Orchestrator-First Architecture: Upfront Planning in Practice#

The Orchestrator-First Approach#

The Alpha Berkeley Framework implements an orchestrator-first architecture where execution plans are created upfront before any capability execution begins. This contrasts with reactive agentic patterns that make decisions step-by-step during execution.

Core Components:

OrchestrationNode: Creates execution plans using LLM-based planning
Plan Validation: Prevents capability hallucination and ensures proper completion
Router Integration: Executes plans step-by-step with deterministic routing
Approval Workflows: Enables human oversight through LangGraph interrupts

OrchestrationNode Implementation#

Basic Structure#

from framework.infrastructure.orchestration_node import OrchestrationNode
from framework.base.planning import ExecutionPlan, PlannedStep

@infrastructure_node
class OrchestrationNode(BaseInfrastructureNode):
    name = "orchestrator"
    description = "Execution Planning and Orchestration"

    @staticmethod
    async def execute(state: AgentState, **kwargs) -> Dict[str, Any]:
        # 1. Extract current task and active capabilities
        current_task = StateManager.get_current_task(state)
        active_capability_names = state.get('planning_active_capabilities')

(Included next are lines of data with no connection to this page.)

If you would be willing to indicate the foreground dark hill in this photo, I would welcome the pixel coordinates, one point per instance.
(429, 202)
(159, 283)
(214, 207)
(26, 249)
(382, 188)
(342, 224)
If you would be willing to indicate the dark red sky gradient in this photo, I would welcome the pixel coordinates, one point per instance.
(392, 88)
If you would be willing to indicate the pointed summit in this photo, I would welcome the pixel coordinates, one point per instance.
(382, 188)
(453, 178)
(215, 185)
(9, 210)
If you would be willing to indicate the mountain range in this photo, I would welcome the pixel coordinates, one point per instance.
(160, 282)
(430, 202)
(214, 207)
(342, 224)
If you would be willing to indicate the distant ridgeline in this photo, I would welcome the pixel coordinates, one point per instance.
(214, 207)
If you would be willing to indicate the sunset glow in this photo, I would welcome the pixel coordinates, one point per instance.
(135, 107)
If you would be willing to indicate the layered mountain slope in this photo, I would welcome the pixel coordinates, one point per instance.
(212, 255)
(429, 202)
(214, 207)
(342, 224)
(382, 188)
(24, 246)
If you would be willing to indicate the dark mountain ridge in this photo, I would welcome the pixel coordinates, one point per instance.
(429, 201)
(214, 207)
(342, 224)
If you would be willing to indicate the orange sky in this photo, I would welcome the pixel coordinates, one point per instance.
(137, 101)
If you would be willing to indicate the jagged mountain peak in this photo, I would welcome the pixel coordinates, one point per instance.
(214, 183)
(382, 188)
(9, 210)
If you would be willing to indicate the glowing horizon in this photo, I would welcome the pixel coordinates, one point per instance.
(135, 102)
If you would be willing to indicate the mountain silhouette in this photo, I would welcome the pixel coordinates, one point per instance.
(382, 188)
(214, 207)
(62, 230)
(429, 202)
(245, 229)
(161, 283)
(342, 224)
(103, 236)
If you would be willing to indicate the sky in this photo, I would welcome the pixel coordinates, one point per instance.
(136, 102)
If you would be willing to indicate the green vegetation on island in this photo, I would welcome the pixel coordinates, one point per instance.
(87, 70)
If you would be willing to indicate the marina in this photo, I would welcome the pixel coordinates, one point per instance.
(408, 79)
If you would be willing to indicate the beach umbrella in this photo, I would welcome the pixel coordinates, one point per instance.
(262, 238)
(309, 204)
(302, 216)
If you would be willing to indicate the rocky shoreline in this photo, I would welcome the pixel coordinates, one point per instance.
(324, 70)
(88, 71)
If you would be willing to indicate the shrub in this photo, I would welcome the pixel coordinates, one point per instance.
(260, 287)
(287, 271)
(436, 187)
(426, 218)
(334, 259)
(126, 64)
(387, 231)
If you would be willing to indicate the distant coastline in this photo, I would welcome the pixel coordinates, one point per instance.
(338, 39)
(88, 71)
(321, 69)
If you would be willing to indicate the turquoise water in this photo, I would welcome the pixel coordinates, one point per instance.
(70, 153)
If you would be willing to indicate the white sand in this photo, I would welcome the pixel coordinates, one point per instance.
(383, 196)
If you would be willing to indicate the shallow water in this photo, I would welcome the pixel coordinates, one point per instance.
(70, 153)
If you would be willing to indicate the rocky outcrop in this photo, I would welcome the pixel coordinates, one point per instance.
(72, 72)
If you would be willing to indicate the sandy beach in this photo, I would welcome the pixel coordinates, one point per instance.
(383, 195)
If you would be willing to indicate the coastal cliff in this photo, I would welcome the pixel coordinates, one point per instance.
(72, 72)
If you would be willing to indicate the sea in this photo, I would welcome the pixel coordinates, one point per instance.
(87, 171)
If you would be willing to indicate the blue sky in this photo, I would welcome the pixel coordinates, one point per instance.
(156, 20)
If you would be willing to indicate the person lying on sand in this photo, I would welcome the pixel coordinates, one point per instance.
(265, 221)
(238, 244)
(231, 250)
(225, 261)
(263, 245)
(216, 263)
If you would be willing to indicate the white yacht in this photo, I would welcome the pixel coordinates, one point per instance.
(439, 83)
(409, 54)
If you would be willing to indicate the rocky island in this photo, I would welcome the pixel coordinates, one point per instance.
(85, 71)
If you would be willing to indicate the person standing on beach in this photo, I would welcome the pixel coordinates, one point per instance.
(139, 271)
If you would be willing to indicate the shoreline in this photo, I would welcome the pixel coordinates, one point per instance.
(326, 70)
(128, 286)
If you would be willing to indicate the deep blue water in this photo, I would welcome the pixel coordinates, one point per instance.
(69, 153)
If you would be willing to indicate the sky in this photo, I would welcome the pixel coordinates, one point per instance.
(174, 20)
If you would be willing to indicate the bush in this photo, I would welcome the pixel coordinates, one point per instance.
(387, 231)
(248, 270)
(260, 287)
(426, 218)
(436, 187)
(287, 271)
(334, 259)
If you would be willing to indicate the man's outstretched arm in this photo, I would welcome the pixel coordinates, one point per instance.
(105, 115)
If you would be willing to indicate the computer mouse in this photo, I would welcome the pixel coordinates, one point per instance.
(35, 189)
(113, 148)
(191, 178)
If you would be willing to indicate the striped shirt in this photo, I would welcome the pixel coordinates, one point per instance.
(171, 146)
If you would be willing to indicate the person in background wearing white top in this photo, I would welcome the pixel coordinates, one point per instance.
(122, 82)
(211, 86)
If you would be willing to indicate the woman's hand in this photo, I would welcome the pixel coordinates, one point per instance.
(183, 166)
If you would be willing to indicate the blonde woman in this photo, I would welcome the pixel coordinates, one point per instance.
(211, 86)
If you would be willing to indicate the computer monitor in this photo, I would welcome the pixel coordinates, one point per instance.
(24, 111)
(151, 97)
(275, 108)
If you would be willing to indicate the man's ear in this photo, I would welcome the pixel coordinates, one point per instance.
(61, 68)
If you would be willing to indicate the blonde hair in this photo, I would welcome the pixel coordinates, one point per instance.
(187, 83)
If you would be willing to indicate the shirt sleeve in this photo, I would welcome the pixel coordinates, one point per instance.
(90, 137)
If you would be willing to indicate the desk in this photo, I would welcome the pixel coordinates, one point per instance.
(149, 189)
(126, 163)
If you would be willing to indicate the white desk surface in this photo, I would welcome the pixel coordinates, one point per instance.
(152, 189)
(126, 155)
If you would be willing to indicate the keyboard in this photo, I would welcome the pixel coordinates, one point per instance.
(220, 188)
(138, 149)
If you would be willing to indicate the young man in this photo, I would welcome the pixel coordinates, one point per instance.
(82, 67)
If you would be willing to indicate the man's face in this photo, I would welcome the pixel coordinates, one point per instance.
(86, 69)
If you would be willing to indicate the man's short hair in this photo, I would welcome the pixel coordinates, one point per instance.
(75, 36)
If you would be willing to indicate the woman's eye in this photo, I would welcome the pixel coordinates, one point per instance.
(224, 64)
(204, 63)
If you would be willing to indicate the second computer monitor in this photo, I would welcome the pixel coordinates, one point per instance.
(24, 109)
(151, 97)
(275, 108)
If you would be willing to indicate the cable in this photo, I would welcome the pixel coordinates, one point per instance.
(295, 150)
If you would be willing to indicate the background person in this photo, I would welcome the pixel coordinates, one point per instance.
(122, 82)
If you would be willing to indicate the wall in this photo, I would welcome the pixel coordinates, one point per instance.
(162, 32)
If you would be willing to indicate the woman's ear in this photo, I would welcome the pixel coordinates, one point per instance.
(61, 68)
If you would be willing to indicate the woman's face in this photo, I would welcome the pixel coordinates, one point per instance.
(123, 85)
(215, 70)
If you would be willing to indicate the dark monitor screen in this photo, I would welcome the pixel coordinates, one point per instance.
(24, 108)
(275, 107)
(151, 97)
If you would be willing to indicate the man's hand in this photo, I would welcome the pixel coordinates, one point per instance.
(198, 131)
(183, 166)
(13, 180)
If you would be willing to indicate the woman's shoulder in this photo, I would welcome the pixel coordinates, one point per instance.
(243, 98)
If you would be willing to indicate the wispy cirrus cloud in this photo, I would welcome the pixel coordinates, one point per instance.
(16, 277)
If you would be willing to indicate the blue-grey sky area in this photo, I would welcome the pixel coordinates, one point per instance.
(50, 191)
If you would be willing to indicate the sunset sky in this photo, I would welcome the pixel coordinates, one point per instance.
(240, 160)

        # 2. Generate execution plan using LLM
        execution_plan = await _create_plan_with_llm(
            current_task, active_capabilities, state
        )

        # 3. Validate plan and fix common issues
        execution_plan = _validate_and_fix_execution_plan(
            execution_plan, current_task, logger
        )

        # 4. Return state updates with the plan
        return {
            "planning_execution_plan": execution_plan,
            "planning_current_step_index": 0
        }

LLM-Based Plan Generation#

The orchestrator uses LLM calls to create structured execution plans:

# Real implementation from orchestration_node.py
async def create_system_prompt() -> str:
    # Get framework prompt builder
    prompt_provider = get_framework_prompts()
    orchestrator_builder = prompt_provider.get_orchestrator_prompt_builder()

    # Create context-aware system instructions
    system_instructions = orchestrator_builder.get_system_instructions(
        active_capabilities=active_capabilities,
        context_manager=context_manager,
        task_depends_on_chat_history=state.get('task_depends_on_chat_history', False),
        task_depends_on_user_memory=state.get('task_depends_on_user_memory', False)
    )

    return system_instructions

# Generate plan with single LLM call
model_config = get_model_config("framework", "orchestrator")
message = f"{system_prompt}\n\nTASK TO PLAN: {current_task}"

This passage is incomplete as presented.